The review step of the ECO workflow is especially important for change that reaches across. Review is where the full reach of a change is considered: does this change to the BOM also require a change to the routing; does this change to a sub-assembly affect the products that use it; what does the change touch that is not immediately obvious. A genuine review catches the reach of a change before it is applied, so the change is made complete. Without that review, a change that reaches across is the most likely kind to be made incompletely, with a consequence missed.

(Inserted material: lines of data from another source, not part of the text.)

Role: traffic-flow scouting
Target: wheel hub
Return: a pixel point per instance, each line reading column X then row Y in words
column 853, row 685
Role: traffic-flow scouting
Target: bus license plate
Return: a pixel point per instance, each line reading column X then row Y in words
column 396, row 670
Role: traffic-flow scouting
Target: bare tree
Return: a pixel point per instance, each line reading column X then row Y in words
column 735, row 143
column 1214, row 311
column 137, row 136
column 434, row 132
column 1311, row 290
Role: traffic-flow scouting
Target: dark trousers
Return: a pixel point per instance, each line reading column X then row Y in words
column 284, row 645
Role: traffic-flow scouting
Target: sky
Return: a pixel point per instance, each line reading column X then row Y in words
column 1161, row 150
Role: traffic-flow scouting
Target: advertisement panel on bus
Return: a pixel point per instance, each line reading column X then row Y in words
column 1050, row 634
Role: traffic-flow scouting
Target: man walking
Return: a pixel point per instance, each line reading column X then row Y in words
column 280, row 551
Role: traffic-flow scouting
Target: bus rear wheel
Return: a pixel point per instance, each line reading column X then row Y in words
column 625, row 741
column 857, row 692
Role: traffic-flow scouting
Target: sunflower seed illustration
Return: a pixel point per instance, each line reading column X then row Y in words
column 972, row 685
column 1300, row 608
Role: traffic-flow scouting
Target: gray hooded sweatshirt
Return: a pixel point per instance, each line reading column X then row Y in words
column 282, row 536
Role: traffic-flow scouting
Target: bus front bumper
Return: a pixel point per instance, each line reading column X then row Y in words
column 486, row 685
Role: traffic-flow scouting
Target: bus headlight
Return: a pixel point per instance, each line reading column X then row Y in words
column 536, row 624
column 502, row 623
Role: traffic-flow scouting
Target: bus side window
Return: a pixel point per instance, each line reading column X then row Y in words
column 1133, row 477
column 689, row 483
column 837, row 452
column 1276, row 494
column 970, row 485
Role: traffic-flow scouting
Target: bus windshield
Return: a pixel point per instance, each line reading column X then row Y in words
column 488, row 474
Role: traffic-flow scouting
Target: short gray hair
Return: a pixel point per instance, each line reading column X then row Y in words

Where-used analysis and the reach

A practical tool for understanding the reach of a change is where-used analysis: tracing from a component or a sub-assembly to everything that uses it. When a change touches a component or a sub-assembly, where-used analysis shows the full set of products affected, which is exactly what the change has to be coordinated across. Used as part of managing engineering change, where-used analysis makes the reach of a change visible, so it can be managed deliberately rather than partly missed.

The takeaway

Managing engineering change across BOMs and routings in Odoo means handling a change that reaches beyond one isolated place, touching the bill of materials, the routing, and the products affected, coherently and completely. The risk is uncoordinated change leaving the product definition inconsistent. Odoo's PLM, with engineering change orders, manages a multi-part change as a single controlled thing, the review step catches the full reach, and where-used analysis makes that reach visible. For how we approach Odoo for manufacturers, see our manufacturing work.